This project contains a solution to the Unbabel's Backend Engineering Challenge reformulated to a more realistic context, in which the translation events arrive in real time.
The goal of this project is to solve the original challenge, but assuming the translation events occur in real time. In this reformulated challenge, we also assume that we care about the metrics by client.
For solving this problem the Apache Beam framework was chosen given that it is able to solve this problem in both a batch and streaming ways.
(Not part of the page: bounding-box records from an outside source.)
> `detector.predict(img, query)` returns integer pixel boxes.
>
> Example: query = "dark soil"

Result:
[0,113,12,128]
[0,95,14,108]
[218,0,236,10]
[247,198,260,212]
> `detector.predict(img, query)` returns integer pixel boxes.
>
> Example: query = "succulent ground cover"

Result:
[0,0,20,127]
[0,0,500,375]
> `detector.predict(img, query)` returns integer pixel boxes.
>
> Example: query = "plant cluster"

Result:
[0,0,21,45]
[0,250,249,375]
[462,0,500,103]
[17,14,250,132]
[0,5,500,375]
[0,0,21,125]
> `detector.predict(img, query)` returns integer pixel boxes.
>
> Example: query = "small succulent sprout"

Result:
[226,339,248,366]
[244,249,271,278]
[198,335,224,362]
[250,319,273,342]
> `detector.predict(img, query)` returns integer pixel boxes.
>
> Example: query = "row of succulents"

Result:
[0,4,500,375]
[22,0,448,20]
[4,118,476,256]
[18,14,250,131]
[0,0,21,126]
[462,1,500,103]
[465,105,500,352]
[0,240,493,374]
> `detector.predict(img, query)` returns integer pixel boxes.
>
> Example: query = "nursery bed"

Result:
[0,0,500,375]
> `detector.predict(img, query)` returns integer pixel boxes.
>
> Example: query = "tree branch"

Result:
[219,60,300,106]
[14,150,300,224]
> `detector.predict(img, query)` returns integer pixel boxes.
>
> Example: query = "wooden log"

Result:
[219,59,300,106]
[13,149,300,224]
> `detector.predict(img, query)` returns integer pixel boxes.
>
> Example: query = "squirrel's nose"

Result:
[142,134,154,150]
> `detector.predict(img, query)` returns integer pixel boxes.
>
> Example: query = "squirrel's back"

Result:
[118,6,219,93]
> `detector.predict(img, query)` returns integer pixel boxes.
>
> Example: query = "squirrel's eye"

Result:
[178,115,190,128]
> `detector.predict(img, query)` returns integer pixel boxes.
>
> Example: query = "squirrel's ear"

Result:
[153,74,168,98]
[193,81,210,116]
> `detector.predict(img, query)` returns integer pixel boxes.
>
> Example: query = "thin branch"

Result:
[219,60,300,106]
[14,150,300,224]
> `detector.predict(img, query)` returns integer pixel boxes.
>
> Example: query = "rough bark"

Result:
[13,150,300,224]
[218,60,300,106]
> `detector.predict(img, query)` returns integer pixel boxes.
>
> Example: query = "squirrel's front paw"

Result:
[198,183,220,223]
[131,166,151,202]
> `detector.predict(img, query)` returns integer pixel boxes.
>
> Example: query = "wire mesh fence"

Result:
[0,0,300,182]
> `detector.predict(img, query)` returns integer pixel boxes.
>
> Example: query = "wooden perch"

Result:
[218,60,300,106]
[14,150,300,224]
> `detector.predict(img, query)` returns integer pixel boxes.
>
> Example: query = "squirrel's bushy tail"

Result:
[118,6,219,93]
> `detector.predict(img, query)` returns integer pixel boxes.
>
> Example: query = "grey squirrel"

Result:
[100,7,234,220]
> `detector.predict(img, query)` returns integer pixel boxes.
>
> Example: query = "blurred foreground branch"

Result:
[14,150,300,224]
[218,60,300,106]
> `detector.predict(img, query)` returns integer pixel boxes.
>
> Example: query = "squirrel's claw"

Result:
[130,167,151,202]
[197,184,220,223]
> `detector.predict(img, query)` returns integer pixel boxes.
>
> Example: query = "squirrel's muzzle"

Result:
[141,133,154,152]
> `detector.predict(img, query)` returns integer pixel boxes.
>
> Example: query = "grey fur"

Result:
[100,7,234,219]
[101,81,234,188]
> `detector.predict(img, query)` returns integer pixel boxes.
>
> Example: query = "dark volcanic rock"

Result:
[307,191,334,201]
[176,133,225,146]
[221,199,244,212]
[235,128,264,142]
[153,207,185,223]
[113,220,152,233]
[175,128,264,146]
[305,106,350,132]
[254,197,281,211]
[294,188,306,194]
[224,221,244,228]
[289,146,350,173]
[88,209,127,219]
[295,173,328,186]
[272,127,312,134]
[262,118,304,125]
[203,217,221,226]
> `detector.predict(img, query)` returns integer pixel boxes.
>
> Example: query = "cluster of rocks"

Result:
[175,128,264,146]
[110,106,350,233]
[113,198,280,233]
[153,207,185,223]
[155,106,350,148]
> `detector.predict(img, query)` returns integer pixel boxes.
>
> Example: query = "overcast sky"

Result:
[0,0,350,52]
We can also leverage on the GCP's Dataflow runner to run a fully scalable and managed pipeline.
In summary, we have in each folder:
- batch the solution to the batch problem, where we process an input json file and write to an output json file.
- streaming the solution to streaming problem, where we have: multiple publishers (
publisher.py
), simulating the clients translation events (Unbabel's translation API); the streaming pipeline (streaming_pipeline.py
) performing the pipeline processing; and a subscriber (subscriber.py
) that reads the output from the pipeline and prints the information.
Note: For the messaging in the streaming problem, the Cloud Pub/Sub is used.
More details will be provided here in the following days.
- Formulate problem to solve, choose technologies to use and define architecture.
- Solution to batch pipeline problem (
batch_pipeline.py
). - Solution to streaming pipeline problem (
streaming_pipeline.py
). - Containerize project code (psoliveira/unbabel-batch and psoliveira/unbabel-streaming).
- Setup CI using GitLab CI (Pipelines).
- Write README.md.
- Add Tests.
- Add test stage to CI pipeline.
- Added
.yaml
files (streaming/k8s
) for deploying architecture in a Kubernetes cluster. - Finalize README.md.